Fruity, creamy, and nutty all at once, kaymaklı kayısı delivers an interesting combination of textures and flavors. To enhance their color, the apricots can also be simmered in red wine, and alternatively garnished with walnuts or hazelnuts, while blanched almonds can also be added to the cream filling.
“Ayva tatlısı” means quince dessert. These are half quinces cooked in a light syrup, then in the oven, and finally into a thicker syrup. After over an hour of cooking, the quince is very tender and sweet, and is eaten with a spoon and always served with “kaymak” which is a delicious buffalo milk cream. It is also sprinkled with pistachios or walnuts.
There is also an alternative version with pumpkins called “kabak tatlısı”.
Made with a special kind of dehydrated bread soaked in sugar syrup, the ekmek kadayıfı is traditionally prepared during Turkish religious celebrations such as Şeker Bayramı (lit. festival of sweets), which marks the end of Ramadan, the Islamic holy month of fasting.

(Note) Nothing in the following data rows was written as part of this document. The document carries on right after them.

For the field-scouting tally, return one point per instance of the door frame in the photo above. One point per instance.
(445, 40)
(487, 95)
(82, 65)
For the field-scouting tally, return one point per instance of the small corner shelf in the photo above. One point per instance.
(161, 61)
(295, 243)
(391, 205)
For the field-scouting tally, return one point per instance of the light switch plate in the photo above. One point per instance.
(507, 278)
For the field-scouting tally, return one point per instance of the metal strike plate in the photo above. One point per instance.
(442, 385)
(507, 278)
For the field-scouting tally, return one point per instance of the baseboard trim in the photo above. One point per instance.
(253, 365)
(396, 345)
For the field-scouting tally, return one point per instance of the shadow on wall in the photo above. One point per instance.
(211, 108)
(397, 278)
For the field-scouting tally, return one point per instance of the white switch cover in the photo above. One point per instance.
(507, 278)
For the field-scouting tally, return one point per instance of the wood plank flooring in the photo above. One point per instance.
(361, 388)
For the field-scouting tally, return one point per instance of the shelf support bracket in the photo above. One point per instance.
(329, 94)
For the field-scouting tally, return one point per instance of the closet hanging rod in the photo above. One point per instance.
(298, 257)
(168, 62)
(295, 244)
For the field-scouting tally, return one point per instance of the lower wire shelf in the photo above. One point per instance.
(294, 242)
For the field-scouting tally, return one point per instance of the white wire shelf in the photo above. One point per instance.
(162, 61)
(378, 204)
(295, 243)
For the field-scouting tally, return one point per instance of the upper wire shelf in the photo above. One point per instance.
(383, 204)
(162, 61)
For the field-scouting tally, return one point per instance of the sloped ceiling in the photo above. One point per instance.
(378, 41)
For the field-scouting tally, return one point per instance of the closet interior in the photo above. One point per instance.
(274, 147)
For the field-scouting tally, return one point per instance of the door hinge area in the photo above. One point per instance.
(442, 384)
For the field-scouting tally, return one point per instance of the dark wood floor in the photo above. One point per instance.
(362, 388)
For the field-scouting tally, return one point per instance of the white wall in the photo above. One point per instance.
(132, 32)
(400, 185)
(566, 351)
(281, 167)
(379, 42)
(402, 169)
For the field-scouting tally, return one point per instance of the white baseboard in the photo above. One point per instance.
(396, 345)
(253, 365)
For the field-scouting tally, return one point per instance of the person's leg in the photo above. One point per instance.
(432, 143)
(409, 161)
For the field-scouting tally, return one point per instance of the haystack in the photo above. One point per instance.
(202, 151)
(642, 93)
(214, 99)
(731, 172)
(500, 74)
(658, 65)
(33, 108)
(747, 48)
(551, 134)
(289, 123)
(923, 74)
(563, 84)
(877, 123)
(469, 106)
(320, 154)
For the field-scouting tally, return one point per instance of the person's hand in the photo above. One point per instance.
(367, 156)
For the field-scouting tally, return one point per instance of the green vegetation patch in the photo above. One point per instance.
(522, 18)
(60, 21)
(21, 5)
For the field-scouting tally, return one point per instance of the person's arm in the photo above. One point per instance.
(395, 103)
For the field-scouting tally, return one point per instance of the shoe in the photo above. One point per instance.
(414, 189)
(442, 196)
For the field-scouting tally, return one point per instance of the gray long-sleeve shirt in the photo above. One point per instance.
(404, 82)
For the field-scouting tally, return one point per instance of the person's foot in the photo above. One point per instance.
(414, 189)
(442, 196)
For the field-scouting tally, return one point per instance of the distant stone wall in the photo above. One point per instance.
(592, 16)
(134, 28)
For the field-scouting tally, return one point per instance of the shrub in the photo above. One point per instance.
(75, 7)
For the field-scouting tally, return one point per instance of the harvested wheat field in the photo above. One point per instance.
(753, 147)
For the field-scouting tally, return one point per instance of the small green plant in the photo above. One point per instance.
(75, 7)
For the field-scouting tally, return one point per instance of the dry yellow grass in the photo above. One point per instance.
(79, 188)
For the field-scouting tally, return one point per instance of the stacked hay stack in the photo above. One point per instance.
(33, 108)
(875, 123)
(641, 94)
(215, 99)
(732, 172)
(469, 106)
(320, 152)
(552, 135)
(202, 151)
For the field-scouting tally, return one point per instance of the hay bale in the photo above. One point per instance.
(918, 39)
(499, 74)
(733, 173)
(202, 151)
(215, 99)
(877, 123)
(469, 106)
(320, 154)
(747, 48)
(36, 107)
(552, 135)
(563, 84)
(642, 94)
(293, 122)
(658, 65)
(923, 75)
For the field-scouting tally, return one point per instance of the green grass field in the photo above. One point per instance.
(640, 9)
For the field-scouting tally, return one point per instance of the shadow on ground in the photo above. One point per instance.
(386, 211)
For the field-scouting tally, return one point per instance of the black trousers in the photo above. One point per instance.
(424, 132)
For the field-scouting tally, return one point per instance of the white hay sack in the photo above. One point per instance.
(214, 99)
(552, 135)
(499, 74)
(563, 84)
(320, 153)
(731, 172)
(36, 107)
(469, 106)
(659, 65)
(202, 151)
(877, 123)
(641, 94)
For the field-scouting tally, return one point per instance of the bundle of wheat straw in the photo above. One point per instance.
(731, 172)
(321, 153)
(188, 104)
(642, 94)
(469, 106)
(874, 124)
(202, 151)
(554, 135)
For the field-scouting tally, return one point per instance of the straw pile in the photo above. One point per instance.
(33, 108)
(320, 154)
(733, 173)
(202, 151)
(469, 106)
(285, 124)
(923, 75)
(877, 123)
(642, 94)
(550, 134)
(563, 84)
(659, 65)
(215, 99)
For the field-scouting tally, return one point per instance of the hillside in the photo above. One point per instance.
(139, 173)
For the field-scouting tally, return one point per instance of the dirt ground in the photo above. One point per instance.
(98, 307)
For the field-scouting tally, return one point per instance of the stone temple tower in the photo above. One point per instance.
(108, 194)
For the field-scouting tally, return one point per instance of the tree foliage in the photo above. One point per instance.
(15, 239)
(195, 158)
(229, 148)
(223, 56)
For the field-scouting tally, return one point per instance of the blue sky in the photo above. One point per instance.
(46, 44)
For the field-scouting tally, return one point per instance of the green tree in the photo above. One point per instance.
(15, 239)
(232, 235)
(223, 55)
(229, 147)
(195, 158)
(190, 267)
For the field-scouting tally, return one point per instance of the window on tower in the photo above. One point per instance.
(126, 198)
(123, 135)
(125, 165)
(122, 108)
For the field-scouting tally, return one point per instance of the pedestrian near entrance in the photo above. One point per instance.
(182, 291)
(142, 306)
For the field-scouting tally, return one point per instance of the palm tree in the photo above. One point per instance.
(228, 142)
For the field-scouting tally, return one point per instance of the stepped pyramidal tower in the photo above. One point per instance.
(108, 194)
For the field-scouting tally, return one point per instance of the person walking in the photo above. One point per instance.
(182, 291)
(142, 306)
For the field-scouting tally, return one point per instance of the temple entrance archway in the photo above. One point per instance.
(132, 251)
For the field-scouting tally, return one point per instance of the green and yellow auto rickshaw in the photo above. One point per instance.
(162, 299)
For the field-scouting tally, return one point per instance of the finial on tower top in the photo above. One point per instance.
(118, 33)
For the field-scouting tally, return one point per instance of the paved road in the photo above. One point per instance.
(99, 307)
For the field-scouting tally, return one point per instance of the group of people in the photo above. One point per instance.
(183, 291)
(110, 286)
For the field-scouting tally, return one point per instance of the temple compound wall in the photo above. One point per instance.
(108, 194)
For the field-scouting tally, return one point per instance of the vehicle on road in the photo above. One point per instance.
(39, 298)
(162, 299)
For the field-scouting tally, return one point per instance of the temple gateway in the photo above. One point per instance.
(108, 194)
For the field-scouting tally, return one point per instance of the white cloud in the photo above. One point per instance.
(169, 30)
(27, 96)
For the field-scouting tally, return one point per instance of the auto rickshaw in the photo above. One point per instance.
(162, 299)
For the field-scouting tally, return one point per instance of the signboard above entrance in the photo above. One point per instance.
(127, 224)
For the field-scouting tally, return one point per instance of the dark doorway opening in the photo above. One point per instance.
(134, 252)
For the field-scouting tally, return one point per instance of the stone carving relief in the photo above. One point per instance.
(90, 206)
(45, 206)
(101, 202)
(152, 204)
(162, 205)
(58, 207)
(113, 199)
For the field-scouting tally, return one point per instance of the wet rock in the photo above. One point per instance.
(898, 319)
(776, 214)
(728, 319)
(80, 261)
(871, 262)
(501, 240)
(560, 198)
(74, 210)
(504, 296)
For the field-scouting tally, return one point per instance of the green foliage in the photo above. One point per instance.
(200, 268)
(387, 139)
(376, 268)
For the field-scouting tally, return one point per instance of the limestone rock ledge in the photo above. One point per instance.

This simple, yet bountiful dessert is topped with a dollop of thick Turkish clotted cream called kaymak, and it is served sprinkled with either roughly crushed pistachios or walnuts. For those who like their desserts to be a little lower on the sweet scale, the sugar syrup can be flavored with lemon juice, which adds a nice hint of fresh tartness to this heavily sweetened bread pudding.
Kadayif is a Turkish dessert made from shredded wheat with Turkish pistachios and sugar syrup. Bearing a resemblance to Künefe, Kadayif does not have cheese, and is eaten cold. Shredded wheat is pressed out in sheets and then rolled around a center of pistachio.